City of Ashland v. Stewart, Trustee

Overruling motion to award damages.

Appellees recovered judgment in the Boyd circuit court on December 15, 1923, against appellant, city of Ashland for $1,331.71, with interest from July 24, 1919, and costs, to which it objected and excepted and prayed an appeal to this court, which was granted. On June 24, 1924, it superseded the judgment, and on the same day the clerk of the Boyd circuit court issued a supersedeas thereon. The transcript of the record, including a copy of the judgment, was filed in this court by the city on December 12, 1925, and an appeal was granted by the clerk of this court, but no supersedeas bond was ever executed before the clerk of this court. The case being duly submitted, the judgment against the city was affirmed on April 20, 1926, and appellees have entered motion for 10% damages thereon, which may be done at any time after affirmance and before mandate is due. C. O. Railroad Company v. Kelley's Admrx., 161 Ky. 660. But in order to entitle appellees to a judgment for damages on the supersedeas bond it must be one that the clerk before whom it was executed had the right to take at the time he did so. The right to prosecute the appeal granted by the trial court expired in this case twenty days before the convening of the April, 1924, term of this court. Section 738 of the Civil Code and cases cited in the notes thereto. Both at the time the clerk of the Boyd circuit court took the bond and issued the supersedeas thereon, and at the time of the filing of the transcript in this court, the right to prosecute the appeal on the order granting it by the trial court had long since expired and the only appeal that could thereafter be granted was one by the clerk of this court, which practice was adopted and pursued in this case.
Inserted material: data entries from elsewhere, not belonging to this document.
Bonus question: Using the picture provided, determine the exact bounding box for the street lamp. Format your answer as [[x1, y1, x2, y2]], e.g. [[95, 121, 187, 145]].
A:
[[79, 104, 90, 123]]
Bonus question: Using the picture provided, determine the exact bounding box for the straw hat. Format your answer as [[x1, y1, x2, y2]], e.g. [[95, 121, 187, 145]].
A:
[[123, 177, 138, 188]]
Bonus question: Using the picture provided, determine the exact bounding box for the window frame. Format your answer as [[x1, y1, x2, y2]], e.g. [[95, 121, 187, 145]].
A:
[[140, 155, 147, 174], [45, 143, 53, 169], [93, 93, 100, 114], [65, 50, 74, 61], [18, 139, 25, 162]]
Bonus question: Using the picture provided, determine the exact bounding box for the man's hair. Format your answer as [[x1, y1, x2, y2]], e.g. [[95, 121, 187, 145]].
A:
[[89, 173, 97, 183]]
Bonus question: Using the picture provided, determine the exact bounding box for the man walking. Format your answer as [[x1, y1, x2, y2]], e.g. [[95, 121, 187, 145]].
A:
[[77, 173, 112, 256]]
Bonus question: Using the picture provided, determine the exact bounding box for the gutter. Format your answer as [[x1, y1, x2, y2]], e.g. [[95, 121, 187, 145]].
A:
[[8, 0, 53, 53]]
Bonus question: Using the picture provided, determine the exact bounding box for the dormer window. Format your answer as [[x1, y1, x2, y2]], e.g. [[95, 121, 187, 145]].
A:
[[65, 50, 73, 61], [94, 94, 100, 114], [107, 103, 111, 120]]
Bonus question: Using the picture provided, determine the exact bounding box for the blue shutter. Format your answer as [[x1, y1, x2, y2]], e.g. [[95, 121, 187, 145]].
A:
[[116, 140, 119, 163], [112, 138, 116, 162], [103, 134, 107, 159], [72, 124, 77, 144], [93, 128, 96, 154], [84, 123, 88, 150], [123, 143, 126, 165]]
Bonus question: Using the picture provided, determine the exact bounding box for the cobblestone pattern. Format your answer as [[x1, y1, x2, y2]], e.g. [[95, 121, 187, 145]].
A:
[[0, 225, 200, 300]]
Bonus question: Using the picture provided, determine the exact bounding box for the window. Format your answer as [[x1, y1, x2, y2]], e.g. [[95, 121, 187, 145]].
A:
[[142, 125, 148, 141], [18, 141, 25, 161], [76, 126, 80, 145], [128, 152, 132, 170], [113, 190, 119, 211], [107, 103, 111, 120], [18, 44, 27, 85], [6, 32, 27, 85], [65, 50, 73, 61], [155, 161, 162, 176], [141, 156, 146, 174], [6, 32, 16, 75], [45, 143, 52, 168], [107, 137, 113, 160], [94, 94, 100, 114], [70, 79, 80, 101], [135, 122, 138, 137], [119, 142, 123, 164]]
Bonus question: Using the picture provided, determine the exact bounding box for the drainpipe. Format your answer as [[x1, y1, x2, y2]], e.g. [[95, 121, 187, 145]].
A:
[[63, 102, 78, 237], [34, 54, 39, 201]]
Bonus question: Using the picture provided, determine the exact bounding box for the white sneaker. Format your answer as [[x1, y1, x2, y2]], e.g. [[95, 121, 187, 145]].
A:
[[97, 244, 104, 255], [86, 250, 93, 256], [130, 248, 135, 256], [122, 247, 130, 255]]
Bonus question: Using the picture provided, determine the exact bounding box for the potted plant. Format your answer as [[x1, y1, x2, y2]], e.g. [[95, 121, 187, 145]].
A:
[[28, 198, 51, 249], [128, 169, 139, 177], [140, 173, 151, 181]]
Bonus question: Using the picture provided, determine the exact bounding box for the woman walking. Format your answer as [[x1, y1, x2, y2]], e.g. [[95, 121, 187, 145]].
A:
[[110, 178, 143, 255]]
The time for the prosecution of the appeal under the order granting it by the trial court having expired at the time the bond was taken by the clerk of that court, it was invalid for any purpose and did not operate to stay proceedings on the judgment. When the time to prosecute that appeal expired and no appeal had been taken the situation was the same as if none had been granted, and a bond thereafter taken by the clerk of the trial court could have no greater effect than one taken by him when no appeal was granted by the trial court. See cases of City of Louisville v. Muldoon, 19 K. L. R. 1386; Torbitt *Page 684 and Castleman v. Middlesboro Grocery Co., 147 Ky. 343, and L. N. Railroad Company v. Smith's Admr., 178 Ky. 681, in which we held that a bond so taken was invalid.

It is, therefore, manifest that appellees are not entitled to damages in this case, because of the execution of the supersedeas bond before the Boyd circuit court on June 24, 1924, since the right to prosecute the appeal under the order of the trial court granting it did not then exist, and the judgment not being superseded before the clerk of this court, who did grant the appeal that was actually prosecuted, there is no supersedeas upon which damages could be assessed.

Wherefore, the motion for the assessment of damages is overruled.